La gauche en question (1)

Mots-clés : Partis politiques - crise

18 Mai 2017  • Henri Rey

La Gauche Aujourd’hui : quels approches du politique aujourd’hui ?
Les diverses élections et consultations démocratiques en cours en France, en Europe et dans le monde, portent à chaque fois sur des enjeux spécifiques, mais elles ont en commun de faire apparaître un certain nombre de problématiques fondamentales qui méritent d’être débattues : la crise des partis de gouvernement et de façon plus générale la distance entre les citoyens et les partis, la montée des partis autoritaires, la possibilité ou non de constructions alternatives aux systèmes actuels…

Henri Rey est directeur de recherches à Sciences po. Ses recherches portent notamment sur les comportements politiques et le militantisme de partI. Les enquêtes menées depuis 30 ans montrent une crise des partis à plusieurs niveaux : une crise de confiance et de crédibilité (la méfiance à l’égard des partis est le sentiment dominant), une crise de légitimité (le citoyen est de plus en plus critique, l’exécutif de plus en plus impopulaire), une crise d’efficacité (les partis apparaissent moins dynamiques et mobilisateurs que les syndicats, les associations, les mouvements émergents).

La crise de l’identité de la Gauche apparaît d’autant plus forte que les anciennes formes d’alliance (du type « Gauche plurielle ») n’apparaisent plus possibles aujourd’hui, compte tenu des failles du personnel politique et surtout de l’inexistence d’un projet poltique spécifique ; la Gauche ne parvient plus à se distinguer d’un « centrisme européen », à être associée à l’idée de possibilités de conquêtes pour les travailleurs. D’où la rupture avec les ouvriers, rupture qui s’étend aujourd’hui à d’autres catégories, classes moyennes et cadres notamment.

Les voies explorées par les nouveaux mouvements ont promu des réflexions intéressantes, réactivé des utopies, mais ont montré plus des volontés de résistance que de capacités à construire une alternative à l’économie néo-libérale mondialisée.

Henri REY est directeur de recherches au CEVIPOF (Centre de recherches politiques de Sciences Po – Paris). Ses recherches portent principalement sur les comportements politiques dans les périphéries urbaines, le militantisme partisan et la démocratie participative.

La gauche en question (2)

Mots-clés : Italie, Mouvement 5Etoiles, Partis politiques - crise

18 Mai 2017  • Piero Ignazi

La gauche en question : Quelles approches de la politique aujourd’hui ?
Piero Ignazi est professeur au Département des sciences politiques et sociales de l’Université de Bologne. Il observe que la crise des partis politiques que nous vivons aujourd’hui en Europe succède à un âge d’or : dans les années cinquante, après la 2° Guerre, les partis étaient à leur apogée : ils témoignaient alors du retour en Europe de la démocratie et du multipartisme. Avec leurs millions d’adhérents, leurs structures locales, leurs associations liées, ils étaient au centre de la vie politique.

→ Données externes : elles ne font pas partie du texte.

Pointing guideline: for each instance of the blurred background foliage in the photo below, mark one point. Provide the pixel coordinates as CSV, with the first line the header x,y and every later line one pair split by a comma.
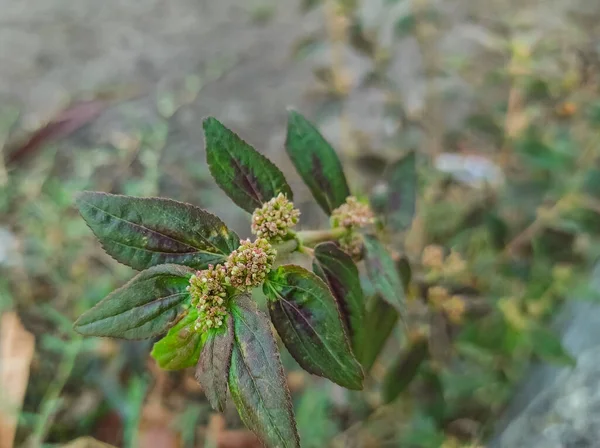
x,y
508,214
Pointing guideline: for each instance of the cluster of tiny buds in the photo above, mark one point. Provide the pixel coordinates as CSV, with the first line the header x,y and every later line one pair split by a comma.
x,y
352,214
208,295
352,244
245,268
274,219
248,265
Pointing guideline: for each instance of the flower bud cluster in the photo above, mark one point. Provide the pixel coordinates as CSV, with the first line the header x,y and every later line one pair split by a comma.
x,y
352,244
245,268
274,219
248,265
352,214
208,295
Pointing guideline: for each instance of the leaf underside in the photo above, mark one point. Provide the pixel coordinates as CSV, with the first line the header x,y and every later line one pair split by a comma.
x,y
308,321
145,232
316,162
256,379
337,269
148,305
181,346
213,368
245,175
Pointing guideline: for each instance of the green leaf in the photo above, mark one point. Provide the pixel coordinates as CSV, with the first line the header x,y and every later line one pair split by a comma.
x,y
404,370
380,321
144,232
405,271
316,162
402,193
548,346
181,346
308,320
383,274
148,305
405,26
213,368
248,177
337,269
256,379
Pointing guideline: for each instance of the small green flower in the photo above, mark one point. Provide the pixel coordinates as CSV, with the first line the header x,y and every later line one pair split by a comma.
x,y
274,219
352,214
207,289
352,244
248,265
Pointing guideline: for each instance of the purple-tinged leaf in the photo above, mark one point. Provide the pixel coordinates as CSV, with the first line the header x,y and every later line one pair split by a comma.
x,y
308,321
256,379
401,193
380,320
148,305
383,273
213,368
144,232
404,370
248,177
316,162
68,121
336,268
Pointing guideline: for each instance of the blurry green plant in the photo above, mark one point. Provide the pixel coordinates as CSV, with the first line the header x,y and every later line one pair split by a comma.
x,y
197,277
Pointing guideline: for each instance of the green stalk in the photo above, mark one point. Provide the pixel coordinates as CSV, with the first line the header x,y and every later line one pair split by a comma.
x,y
312,237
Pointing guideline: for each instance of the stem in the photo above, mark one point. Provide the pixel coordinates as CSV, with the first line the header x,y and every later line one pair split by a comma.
x,y
312,237
286,248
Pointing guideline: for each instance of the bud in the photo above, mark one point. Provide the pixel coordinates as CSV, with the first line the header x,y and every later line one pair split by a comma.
x,y
455,309
274,219
352,214
248,265
352,244
207,289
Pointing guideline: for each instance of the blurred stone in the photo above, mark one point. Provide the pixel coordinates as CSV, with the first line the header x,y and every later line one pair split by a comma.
x,y
559,407
473,170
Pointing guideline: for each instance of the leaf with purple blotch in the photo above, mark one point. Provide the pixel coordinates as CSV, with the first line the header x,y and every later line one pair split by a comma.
x,y
213,368
148,305
245,175
383,273
145,232
316,162
336,268
404,369
181,346
257,382
308,321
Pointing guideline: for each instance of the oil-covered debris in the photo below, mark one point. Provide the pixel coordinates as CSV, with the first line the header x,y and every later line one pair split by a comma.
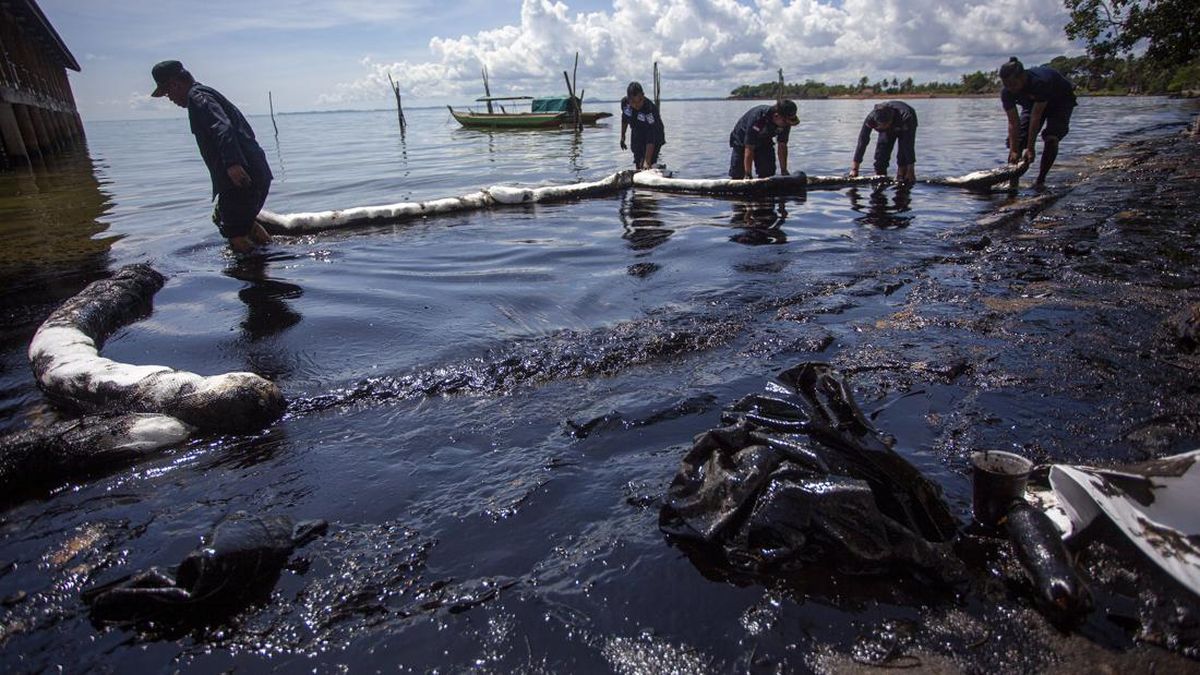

La rupture avec ce système commence dès les années soixante ; elle se développe dans les années quatre-vingt avec  l’appartion des partis écologiques et des nouveaux partis d’extrême droite, l’émergence des mouvements « post-libertaires » remettant en cause les systèmes bureaucratiques et hiérarchiques. En conséquence, la crise éclate au début des années 2000 : les partis sont imperméables aux critiques. Dans le même temps le développement des financements publics (des partis et des assemblées) aboutit à créer un système disposant de gros moyens mais ne répondant pas aux attentes des citoyens ; d’où la perte de confiance, les accusations d’inefficacité et de corruption, l’abandon des partis de gouvernement.

Si, à certains moments, les mouvements sociaux (écologie, droits des femmes) ont été efficaces pour revitaliser les partis politiques, ce n’est plus le cas aujourd’hui : les partis politiques les ont absorbés, ont diminué leur efficacité. On peut penser toutefois qu’il y a encore un potentiel : les techniques informatiques changent la politique ; Internet permet de choisir ses engagements, l‘expression de positions différentes. Le Mouvement 5 étoiles en Italie témoigne bien des changements en cours (et des problèmes) à ce niveau.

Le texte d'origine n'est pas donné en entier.